Find shortest substring with n unique letters
Company: Microsoft
Role: Software Engineer
Category: Coding & Algorithms
Difficulty: medium
Interview Round: Onsite
Quick Answer: This question evaluates proficiency in string processing, frequency management, and algorithmic optimization for locating constrained contiguous substrings. Commonly asked in the coding & algorithms domain because it reveals how candidates reason about character distinctness and efficiency trade-offs, it targets practical application of algorithmic techniques rather than purely conceptual theory.
Constraints
- 1 ≤ n ≤ 26
- 0 ≤ |s| ≤ 10^5
- s consists only of lowercase English letters
- Return -1 when no substring has exactly n distinct characters
Examples
Input: ("aabcbcdbca", 3)
Expected Output: 3
Explanation: The substring "bca" (and others like "cbd"/"dbc") has exactly 3 distinct characters with length 3, which is the shortest possible.
Input: ("aaaa", 1)
Expected Output: 1
Explanation: A single 'a' is a substring with exactly 1 distinct character, length 1.
Input: ("abc", 4)
Expected Output: -1
Explanation: The string has only 3 distinct characters, so no substring can contain exactly 4.
Input: ("", 1)
Expected Output: -1
Explanation: An empty string has no substrings, so there is none with exactly 1 distinct character.
Input: ("abcabc", 3)
Expected Output: 3
Explanation: "abc" already has exactly 3 distinct characters; no shorter substring can reach 3 distinct chars.
Input: ("aaabbbccc", 2)
Expected Output: 2
Explanation: The transition "ab" or "bc" gives exactly 2 distinct characters in length 2, the minimum possible.
Input: ("xyzzyx", 2)
Expected Output: 2
Explanation: Adjacent differing pairs like "xy", "yz", or "zy" have exactly 2 distinct characters with length 2.
Hints
- A sliding window over s lets you track the count of distinct characters as you move the right edge.

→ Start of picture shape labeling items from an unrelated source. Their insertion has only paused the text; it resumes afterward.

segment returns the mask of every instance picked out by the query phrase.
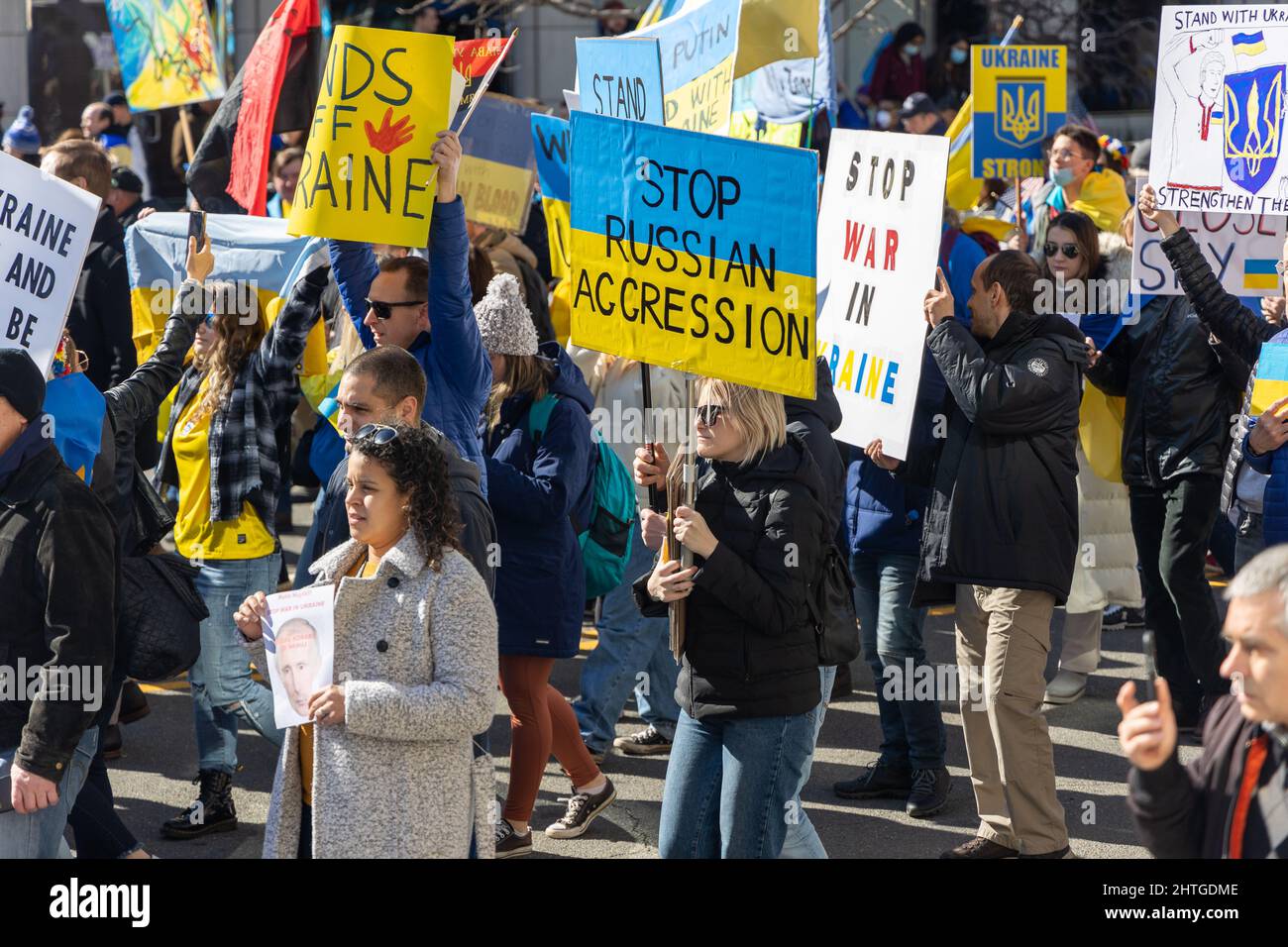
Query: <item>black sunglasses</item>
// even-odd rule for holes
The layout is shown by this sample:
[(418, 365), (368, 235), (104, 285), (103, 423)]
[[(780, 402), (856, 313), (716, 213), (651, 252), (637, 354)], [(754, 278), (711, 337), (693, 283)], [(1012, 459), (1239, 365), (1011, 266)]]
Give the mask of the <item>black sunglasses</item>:
[(377, 445), (386, 445), (398, 437), (398, 430), (390, 428), (388, 424), (363, 424), (358, 428), (358, 433), (354, 434), (350, 441), (372, 441)]
[(1060, 250), (1064, 253), (1065, 259), (1075, 260), (1078, 259), (1078, 245), (1077, 244), (1043, 244), (1042, 255), (1055, 256), (1055, 251)]
[(363, 300), (371, 312), (376, 313), (377, 320), (388, 320), (394, 314), (394, 309), (399, 305), (424, 305), (425, 300), (413, 299), (410, 303), (377, 303), (375, 299)]
[(702, 421), (708, 428), (714, 428), (720, 420), (720, 415), (724, 412), (723, 405), (698, 405), (694, 410), (694, 416)]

- Whenever the window contains more than n distinct characters, advance the left edge and decrement counts until you are back to at most n.
- When the window has exactly n distinct characters, you can still shrink it: drop leading characters whose count is greater than 1, since removing them does not reduce the distinct count.
- If you never reach a window with exactly n distinct characters (e.g. the string has fewer than n distinct letters), the answer is -1.